More than a thousand people are feared to have died in a cyclone that smashed into Mozambique last week, while scores were killed and more than 200 are missing in neighboring Zimbabwe.
The city of Beira in central Mozambique bore Cyclone Idai’s full wrath on Thursday before the storm barrelled on to neighbouring Zimbabwe, unleashing fierce winds and flash floods and washing away roads and houses.
“For the moment we have registered 84 deaths officially, but when we flew over the area… this morning to understand what’s going on, everything indicates that we could register more than 1,000 deaths,” Mozambican President Filipe Nyusi said in a nationwide address.
“This is a real humanitarian disaster,” he said. “More than 100,000 people are in danger”.
Survivors have taken refuge in trees while awaiting help, the president added.
Aerial photographs released by a Christian non-profit organisation, the Mission Aviation Fellowship, showed groups of people stuck on rooftops with flood waters up to window level.
“The scale of damage… (in) Beira is massive and horrifying”, the International Federation of Red Cross and Red Crescent Societies (IFRC) said.
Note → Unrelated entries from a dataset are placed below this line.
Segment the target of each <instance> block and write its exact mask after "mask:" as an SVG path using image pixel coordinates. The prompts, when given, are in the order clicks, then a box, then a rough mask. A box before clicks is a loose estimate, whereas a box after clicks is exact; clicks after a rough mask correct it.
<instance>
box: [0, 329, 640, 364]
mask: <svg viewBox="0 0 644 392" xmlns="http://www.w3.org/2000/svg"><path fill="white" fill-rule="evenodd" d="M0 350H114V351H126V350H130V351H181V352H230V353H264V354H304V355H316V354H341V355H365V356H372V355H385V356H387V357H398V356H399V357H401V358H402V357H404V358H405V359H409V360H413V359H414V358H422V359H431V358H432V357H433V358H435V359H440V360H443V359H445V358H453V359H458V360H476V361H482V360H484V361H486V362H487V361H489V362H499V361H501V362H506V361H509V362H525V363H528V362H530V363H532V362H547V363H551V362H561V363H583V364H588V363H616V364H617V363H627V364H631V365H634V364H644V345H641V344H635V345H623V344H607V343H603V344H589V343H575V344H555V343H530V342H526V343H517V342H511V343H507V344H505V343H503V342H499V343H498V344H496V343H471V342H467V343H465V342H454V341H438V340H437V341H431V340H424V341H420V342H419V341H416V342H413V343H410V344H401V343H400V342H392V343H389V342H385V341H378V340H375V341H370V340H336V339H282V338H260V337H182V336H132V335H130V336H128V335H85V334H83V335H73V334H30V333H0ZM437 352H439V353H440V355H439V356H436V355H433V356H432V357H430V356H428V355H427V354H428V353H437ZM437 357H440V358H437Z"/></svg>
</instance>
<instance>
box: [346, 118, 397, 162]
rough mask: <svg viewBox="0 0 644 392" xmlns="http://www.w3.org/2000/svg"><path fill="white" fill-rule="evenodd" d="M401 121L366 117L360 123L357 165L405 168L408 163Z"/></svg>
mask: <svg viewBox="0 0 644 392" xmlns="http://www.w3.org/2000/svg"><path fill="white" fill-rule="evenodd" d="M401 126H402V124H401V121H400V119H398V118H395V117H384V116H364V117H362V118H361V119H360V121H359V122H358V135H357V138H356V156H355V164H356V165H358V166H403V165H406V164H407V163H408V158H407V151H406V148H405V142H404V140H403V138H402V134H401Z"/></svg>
Ninety percent of the city of some 530,000 people and its surrounding area has been “damaged or destroyed,” it said in a statement.
“The situation is terrible. The scale of devastation is enormous,” the IFRC’s Jamie LeSueur said.
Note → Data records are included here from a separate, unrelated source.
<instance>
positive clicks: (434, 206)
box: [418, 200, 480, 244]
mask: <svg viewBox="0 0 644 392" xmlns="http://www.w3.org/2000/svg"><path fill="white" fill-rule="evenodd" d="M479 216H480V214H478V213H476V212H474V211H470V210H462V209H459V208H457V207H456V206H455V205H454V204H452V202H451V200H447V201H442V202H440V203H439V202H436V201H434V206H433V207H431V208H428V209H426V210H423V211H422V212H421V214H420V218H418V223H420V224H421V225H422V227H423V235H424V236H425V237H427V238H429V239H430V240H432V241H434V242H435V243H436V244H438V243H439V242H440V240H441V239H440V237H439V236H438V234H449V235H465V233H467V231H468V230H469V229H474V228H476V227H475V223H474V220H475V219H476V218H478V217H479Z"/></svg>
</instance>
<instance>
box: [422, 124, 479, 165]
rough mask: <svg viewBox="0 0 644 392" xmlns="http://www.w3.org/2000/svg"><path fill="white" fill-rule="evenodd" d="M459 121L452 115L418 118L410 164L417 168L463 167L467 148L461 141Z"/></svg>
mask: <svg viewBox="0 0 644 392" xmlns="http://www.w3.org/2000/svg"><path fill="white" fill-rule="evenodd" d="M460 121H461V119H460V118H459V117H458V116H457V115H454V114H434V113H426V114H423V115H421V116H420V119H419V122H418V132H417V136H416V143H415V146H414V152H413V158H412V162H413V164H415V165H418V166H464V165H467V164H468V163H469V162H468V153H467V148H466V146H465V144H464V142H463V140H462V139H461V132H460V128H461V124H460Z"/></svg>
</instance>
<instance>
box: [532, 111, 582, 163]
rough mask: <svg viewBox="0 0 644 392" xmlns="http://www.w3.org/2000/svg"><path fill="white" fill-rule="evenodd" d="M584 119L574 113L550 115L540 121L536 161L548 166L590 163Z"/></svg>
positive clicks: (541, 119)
“Almost everything is destroyed. Communication lines have been completely cut and roads have been destroyed. Some affected communities are not accessible.”
A large dam burst on Sunday and cut off the last road to Beira, he said.
Sofala province governor Alberto Mondlane warned that the “biggest threat we have now, even bigger than the cyclone, is floods because it’s raining more and more”.
Emma Beaty, coordinator of a grouping of NGOs known as Cosaco, said: “We’ve never had something of this magnitude before in Mozambique”.
“Some dams have broken, and others have reached full capacity, they’ll very soon open the flood gates. It’s a convergence of flooding, cyclones, dams breaking and making a potential wave: everything’s in place so we get a perfect storm.”
Nyusi said the Pungwe and Buzi rivers in central Mozambique “have burst their banks and engulfed entire villages.”
“Communities are isolated and bodies are floating” on the waters, he said.
Beira international airport was closed because of cyclone damage but later reopened.